The State cites several cases in which it relied upon circumstantial evidence to prove scienter. In each case, the defendant's explanation was such that culpability could be inferred from the fact that the accused was caught in a lie.See, e.g., Colburn v. State, 501 S.W.2d 680, 682
(Tex.Cr.App. 1973); Phillips v. State, 488 S.W.2d 97,100 (Tex.Cr.App. 1972); Golden v. State, 475 S.W.2d 273,273-74 (Tex.Cr.App. 1971). In other words, the evidence in these cases proved more than the inaccuracy of defendant's statement. It also showed that the defendant must necessarily have known that his statement was a lie. In this case it cannot be inferred from appellant's explanation that he knew that Janice Chaffe was a nonexistent person. Neither does the evidence show that appellant, rather than the "lady in Mesquite," signed the name of Janice Chaffe on the money order.
Had the appellant stated that Janice Chaffe had given him the money order and that Janice Chaffe was someone that he knew, the evidence would have been sufficient to sustain the conviction for forgery. See Golden v. State, 475 S.W.2d 273,274 (Tex.Cr.App. 1971). However, appellant's statement that he "had received the check as payment for work he had done in Mesquite" does not show beyond a reasonable doubt that he knew that the person listed as the sender on the money order was in fact a fictitious person. See Stuebgen v. State, 547 S.W.2d at 32. To find him guilty the jury would have to speculate that appellant was referring to the person named on the money order as the person who had given him the instrument as payment for work. We conclude that it is not possible for any rational trier of fact to have found beyond a reasonable doubt that the appellant knew that the money order was forged. For this reason, appellant's conviction must be reversed and a judgment of acquittal should be entered.
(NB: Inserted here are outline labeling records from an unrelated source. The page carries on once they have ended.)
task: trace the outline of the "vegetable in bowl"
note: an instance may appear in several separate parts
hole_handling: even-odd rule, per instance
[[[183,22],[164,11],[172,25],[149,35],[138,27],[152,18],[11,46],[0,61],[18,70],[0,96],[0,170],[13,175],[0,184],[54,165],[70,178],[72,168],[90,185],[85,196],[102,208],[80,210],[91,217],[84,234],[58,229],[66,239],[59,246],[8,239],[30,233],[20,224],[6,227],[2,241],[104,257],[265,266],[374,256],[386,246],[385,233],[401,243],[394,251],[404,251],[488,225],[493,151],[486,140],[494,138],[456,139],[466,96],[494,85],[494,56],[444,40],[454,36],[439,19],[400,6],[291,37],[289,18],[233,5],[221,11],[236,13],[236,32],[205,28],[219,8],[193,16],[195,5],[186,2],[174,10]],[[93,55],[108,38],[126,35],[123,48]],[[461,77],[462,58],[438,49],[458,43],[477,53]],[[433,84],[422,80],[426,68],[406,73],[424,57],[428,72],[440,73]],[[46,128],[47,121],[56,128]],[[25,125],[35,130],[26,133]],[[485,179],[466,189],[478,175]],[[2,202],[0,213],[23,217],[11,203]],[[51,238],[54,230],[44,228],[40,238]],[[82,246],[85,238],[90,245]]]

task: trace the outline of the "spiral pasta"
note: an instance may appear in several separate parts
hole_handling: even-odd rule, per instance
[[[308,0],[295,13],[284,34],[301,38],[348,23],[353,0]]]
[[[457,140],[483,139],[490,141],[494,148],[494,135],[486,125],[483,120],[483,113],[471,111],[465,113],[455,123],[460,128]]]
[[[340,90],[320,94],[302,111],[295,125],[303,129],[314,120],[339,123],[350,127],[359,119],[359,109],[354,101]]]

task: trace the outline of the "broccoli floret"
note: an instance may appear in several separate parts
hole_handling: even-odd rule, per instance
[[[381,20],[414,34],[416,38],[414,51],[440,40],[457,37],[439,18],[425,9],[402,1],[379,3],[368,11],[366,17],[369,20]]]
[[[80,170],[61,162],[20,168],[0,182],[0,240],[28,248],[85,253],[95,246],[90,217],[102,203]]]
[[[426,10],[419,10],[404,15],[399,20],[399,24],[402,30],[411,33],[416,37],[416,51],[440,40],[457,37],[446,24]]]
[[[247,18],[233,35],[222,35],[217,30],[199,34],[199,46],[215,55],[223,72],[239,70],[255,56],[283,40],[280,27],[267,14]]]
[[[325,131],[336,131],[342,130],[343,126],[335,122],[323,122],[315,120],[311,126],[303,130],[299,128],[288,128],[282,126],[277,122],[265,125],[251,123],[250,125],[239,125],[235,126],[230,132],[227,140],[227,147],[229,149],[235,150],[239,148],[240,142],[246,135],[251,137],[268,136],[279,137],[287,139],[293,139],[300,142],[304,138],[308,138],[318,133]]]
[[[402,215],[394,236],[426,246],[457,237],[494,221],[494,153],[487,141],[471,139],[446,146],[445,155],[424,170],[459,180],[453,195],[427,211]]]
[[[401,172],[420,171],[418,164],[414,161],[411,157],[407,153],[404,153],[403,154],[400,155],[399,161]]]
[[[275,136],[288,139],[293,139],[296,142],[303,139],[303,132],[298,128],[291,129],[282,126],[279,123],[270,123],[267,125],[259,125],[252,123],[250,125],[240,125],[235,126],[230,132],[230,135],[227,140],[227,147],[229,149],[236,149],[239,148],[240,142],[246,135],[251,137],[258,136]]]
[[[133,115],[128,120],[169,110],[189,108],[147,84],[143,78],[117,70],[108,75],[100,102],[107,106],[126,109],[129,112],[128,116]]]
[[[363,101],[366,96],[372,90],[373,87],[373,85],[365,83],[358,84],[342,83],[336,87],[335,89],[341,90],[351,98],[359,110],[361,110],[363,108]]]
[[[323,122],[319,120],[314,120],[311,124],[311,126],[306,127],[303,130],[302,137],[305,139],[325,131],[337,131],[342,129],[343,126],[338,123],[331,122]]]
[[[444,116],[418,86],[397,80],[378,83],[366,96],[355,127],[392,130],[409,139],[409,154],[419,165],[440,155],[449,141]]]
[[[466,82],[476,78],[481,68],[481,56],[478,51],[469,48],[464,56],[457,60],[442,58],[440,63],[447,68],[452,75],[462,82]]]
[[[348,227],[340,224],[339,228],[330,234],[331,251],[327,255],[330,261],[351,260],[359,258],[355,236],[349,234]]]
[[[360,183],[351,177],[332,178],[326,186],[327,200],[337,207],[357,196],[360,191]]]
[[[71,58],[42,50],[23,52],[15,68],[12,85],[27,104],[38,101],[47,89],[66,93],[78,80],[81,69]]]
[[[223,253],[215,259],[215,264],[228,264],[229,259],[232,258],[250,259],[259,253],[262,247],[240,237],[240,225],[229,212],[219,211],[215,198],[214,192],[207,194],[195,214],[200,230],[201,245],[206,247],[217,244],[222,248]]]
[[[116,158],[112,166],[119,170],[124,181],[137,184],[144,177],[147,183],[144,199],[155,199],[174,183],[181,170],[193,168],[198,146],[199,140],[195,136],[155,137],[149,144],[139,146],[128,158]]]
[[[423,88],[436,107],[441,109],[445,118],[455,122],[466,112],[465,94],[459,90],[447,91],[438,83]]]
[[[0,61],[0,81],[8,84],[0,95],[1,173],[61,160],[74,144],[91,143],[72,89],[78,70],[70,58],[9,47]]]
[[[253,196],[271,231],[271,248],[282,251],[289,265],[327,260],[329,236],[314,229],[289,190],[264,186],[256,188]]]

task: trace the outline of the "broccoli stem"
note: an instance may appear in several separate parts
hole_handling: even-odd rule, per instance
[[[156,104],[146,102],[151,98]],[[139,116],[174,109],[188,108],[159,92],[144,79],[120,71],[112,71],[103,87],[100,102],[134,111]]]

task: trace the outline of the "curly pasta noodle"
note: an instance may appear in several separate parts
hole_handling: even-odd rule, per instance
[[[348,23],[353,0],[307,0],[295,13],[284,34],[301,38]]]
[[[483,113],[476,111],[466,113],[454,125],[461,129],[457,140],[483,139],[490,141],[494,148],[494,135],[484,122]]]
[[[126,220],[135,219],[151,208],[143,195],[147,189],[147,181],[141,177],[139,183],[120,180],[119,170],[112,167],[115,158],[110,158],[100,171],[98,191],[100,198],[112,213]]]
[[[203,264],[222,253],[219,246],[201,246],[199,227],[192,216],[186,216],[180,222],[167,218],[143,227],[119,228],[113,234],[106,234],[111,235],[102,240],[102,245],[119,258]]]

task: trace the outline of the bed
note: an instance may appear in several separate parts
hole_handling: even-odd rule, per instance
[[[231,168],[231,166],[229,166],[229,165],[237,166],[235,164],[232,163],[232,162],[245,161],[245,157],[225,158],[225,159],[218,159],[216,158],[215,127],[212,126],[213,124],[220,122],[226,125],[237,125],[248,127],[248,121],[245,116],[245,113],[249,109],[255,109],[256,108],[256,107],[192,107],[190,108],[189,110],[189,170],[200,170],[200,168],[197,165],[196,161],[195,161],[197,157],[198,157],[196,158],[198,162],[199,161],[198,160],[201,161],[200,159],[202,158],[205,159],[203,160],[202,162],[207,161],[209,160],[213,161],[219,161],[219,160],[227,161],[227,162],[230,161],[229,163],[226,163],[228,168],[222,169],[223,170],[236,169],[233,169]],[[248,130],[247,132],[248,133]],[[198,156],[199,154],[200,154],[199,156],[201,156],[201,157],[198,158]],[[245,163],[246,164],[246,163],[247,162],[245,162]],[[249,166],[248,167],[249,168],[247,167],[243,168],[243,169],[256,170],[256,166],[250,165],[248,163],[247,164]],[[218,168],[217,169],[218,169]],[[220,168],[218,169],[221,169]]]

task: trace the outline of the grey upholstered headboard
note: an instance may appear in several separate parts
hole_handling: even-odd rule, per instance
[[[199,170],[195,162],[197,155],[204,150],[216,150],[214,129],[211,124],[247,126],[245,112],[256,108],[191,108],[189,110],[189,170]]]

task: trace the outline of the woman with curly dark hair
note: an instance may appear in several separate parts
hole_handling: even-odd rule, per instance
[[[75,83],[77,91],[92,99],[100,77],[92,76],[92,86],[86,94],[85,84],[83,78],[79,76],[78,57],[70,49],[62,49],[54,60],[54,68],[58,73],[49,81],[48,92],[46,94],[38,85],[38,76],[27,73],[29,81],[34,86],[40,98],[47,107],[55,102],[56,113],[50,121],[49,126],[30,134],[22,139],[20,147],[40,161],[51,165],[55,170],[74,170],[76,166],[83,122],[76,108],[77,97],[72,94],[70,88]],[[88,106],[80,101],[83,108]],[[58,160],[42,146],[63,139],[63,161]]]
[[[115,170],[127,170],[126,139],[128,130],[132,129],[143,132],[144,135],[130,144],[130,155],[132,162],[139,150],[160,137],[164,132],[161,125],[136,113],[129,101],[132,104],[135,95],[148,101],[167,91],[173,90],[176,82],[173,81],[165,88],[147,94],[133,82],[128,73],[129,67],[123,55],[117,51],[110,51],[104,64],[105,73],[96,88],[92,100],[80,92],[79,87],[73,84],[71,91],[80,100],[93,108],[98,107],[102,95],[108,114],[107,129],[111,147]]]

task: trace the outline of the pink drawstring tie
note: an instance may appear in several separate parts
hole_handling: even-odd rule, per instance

Additionally, in ground of error four, appellant contends that the trial court erred in denying his motion for mistrial when the prosecutor, during the guilt-innocence phase, made the following argument to the jury:
 ". . . Maybe I do or don't know whether the defendant did any work for them, where are those people? Where are those people? Or the neighbors from her house where he was suppose to have done this work at. How about the person living next door to Janice Chaffe coming in here and saying, yeah, she existed. Maybe she had another name. She existed, she lives there, I saw him over there. Not one witness did the defendant bring to substantiate the lie that he told Fay Norwood when he passed this check. A provably false statement."
The court sustained the objection that "it's a direct conflict to the defendant's election not to testify." The court instructed the jury to disregard the "last paragraph," then denied the motion for a mistrial. There was no evidence that "neighbors" or "the person living next door to Janice Chaffe" existed and were available to testify. Based on the authorities cited in Garrett v. State, 632 S.W.2d 350,353-354 (Tex.Cr.App. 1982), we find the trial court did commit reversible error. See McKenzie v. State, 617 S.W.2d 211
(Tex.Cr.App. 1981). *Page 632 
For the reasons stated above the conviction is reversed. Finding the evidence to be insufficient, a judgment of acquittal must be entered.